I do so because I think, despite Herzog's disdain for observational cinema and his tendency to make knowing Werner Herzog is behind all this a top priority, his limited use of observational techniques here is more effective for their sharing time with his usual methods than they would as a total work in themselves.  Pan the camera across the walls, let us appreciate the paleolithic artwork, and it is all awe-inspiring, yes, but the context is so much more.  The paintings become more incredible when someone who knows what's up explains how we can trace the journey of one particular painter through the tunnels thanks to his crooked little finger, when we are given cause to deliberately contemplate the fragility of the calcite structures, when someone explains the limitations that prevent us from getting a full look at an angularly protruding stalactite with a union of woman and bull painted round its circumference.  To follow the archaeologists and art historians and geologists and even the strange perfumer fellow who's determined to find new caves by identifying their musk and following his nose is to gain necessary knowledge, place a specific idea behind WHY we find these images of hunts and wilds long extinct so compelling.  Equipped with this understanding, when we are finally left alone like Herzog and his crew in the furthest confines of the cave, with only these ancient paintings before our eyes, we are able to draw on that which we now know, consider them more fully, and feel our unnamed hypnotic compulsion to look and drink and be one with our ancestors coalesce into an informed sense of commonality.  For my part, knowing more about how they took advantage of the texture and contours of the cave walls sharpened my appreciation for how their tableaux takes on the appearance of a plain observed from a high place, certain features tangibly in the distance, others obscured by foliage and rock formations and the like.  It became a true window into another time, thanks to my learning how and possibly why it was made this way.
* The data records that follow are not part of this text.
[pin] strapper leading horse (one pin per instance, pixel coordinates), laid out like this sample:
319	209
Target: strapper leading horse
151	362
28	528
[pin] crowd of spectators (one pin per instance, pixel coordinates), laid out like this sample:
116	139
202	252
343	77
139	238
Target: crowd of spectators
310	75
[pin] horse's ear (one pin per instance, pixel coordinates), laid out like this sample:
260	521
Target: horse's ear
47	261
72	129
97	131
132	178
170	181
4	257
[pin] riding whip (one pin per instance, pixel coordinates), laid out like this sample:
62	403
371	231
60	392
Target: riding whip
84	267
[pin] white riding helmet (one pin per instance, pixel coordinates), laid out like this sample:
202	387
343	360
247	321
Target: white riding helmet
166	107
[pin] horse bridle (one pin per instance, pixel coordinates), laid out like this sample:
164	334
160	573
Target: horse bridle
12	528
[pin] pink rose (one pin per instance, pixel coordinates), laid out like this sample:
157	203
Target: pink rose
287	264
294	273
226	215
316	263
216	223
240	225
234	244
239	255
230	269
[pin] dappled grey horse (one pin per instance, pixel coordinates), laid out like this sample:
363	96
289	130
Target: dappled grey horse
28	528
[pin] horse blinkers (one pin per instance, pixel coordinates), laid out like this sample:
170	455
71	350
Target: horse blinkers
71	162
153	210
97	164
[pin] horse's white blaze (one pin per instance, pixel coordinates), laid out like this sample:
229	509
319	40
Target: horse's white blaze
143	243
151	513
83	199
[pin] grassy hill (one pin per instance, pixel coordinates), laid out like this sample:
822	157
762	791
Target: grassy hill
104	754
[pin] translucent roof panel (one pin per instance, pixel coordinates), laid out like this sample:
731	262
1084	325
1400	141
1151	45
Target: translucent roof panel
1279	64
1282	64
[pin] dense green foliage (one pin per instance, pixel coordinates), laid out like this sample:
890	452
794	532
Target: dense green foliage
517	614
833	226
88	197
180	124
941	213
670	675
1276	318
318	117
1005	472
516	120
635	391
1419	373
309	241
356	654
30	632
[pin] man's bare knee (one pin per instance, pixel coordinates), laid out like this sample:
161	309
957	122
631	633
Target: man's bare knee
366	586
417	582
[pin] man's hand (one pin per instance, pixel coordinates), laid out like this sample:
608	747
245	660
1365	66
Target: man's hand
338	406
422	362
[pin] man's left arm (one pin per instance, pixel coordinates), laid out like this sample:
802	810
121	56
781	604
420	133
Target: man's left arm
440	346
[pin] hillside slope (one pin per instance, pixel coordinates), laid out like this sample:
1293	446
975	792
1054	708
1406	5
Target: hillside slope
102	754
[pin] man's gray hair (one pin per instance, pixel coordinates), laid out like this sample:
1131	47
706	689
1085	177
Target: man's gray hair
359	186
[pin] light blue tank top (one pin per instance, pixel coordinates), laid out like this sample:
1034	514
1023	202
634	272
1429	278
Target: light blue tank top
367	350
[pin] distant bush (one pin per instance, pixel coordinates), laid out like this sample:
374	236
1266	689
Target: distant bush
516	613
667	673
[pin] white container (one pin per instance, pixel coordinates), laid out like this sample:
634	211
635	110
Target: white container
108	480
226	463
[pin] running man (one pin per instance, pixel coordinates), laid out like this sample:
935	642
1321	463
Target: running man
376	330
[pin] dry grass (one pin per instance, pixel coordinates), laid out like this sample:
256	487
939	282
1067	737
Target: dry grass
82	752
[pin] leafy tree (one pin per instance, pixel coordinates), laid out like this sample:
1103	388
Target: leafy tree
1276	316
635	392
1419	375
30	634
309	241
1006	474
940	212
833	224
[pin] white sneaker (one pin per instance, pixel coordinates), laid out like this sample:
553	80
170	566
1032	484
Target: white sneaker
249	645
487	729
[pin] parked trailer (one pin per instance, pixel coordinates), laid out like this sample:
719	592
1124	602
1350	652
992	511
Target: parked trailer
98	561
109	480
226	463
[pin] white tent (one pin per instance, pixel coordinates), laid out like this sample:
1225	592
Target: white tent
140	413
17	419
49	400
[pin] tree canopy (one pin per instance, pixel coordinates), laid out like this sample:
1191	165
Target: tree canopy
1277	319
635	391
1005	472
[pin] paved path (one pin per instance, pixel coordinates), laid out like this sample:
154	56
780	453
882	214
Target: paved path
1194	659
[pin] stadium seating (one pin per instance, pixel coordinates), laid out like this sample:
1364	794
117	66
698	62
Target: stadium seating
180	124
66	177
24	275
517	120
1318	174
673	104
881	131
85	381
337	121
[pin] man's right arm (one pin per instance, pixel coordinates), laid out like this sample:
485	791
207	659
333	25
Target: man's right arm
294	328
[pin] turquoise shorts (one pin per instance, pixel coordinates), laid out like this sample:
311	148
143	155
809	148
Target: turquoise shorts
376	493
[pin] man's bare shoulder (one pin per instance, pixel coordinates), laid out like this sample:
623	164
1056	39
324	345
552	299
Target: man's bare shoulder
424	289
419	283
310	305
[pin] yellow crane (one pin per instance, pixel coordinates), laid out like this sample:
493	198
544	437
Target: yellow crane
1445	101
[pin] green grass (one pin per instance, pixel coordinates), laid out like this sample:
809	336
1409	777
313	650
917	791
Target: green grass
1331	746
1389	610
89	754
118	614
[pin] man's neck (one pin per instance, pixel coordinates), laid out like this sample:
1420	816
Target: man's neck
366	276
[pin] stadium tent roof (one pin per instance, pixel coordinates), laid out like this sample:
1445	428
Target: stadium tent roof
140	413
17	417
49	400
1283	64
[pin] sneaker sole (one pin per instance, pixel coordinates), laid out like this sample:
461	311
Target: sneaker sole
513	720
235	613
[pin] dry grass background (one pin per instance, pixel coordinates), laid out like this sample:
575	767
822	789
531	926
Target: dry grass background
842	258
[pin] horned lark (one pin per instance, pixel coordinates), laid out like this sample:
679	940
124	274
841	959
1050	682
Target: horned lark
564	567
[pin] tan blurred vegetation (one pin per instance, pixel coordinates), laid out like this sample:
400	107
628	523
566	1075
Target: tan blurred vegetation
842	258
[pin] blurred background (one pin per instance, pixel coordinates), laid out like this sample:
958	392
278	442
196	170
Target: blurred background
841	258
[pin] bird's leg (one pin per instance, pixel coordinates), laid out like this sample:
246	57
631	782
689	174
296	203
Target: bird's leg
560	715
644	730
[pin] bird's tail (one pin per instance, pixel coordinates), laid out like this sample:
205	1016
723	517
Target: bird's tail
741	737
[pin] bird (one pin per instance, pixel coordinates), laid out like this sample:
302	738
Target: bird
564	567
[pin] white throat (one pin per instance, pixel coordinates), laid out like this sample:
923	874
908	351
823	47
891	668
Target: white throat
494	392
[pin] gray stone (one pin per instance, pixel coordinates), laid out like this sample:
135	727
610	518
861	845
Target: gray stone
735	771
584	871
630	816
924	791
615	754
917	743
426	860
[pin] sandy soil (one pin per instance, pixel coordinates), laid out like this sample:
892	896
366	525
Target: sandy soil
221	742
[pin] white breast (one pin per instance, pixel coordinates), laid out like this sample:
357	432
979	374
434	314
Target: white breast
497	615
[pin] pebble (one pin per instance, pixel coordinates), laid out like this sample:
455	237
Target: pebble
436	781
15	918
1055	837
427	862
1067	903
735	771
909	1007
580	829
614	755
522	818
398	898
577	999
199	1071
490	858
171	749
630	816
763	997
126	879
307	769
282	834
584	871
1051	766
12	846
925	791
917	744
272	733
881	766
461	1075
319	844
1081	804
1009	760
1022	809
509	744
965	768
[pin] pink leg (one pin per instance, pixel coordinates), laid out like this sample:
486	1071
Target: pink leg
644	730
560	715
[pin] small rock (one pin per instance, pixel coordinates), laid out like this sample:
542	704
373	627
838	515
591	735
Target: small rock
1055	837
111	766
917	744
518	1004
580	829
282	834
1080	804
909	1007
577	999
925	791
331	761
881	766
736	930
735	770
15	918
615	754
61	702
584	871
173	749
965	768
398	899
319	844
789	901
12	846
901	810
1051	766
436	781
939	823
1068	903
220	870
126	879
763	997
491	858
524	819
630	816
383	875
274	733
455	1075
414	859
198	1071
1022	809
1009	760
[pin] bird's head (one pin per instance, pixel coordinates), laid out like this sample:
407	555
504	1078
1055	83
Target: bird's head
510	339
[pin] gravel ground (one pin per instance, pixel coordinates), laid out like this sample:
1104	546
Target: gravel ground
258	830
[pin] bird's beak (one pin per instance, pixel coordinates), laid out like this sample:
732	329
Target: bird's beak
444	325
 My regular readers will note I constantly harp about purity of form when it comes to movies, dolling out greater praise for works that achieve in one particular manner to a sharpened peak.  While my aesthetic preferences will typically swing this way, it's important to note the equal strength found in a marriage between disciplines.  The tradition behind cinéma vérité, when coupled with a more usual form of heavy-handed, carefully guided documentation, can reveal untold truths about the subject when we finally do back off and look with nothing more than mechanical eyes.  With regards to the Chauvet cave and the paintings within, I wonder whether a more adamantly observational director, interested only in filming the walls, could have captured the same sense of compressed time Herzog manages here?  Learning as we do before our time with light against ancient paint and older stone grants the paintings a stronger sense of humanity, some more visible image of an early homo sapien crouched before their work, bringing it to life before our eyes as we puzzle out their thought processes, their intents, their dreams.  Would the cave speak so legible a tongue if presented on its own, or do we truly need all Herzog includes as a Rosetta stone?  Furthermore, could this explain why Herzog chooses to focus on the albino crocodiles in a nuclear power plant-dependent jungle enclosure several miles away?  After all, the crocodillians will not have any guides or experts to inform them about what the paintings could mean or why their creators chose to draw them, anymore than the tourists in Lascaux would in the days those paintings were open to a mold-breeding public.  In an artistic, anthropomorthized sense, when they see what we see, free from intellectual guidance, will they too dream of the horse on the open plain?

Do Crocodiles Dream of Wild Horses is the name of my new album, look for it on store shelves.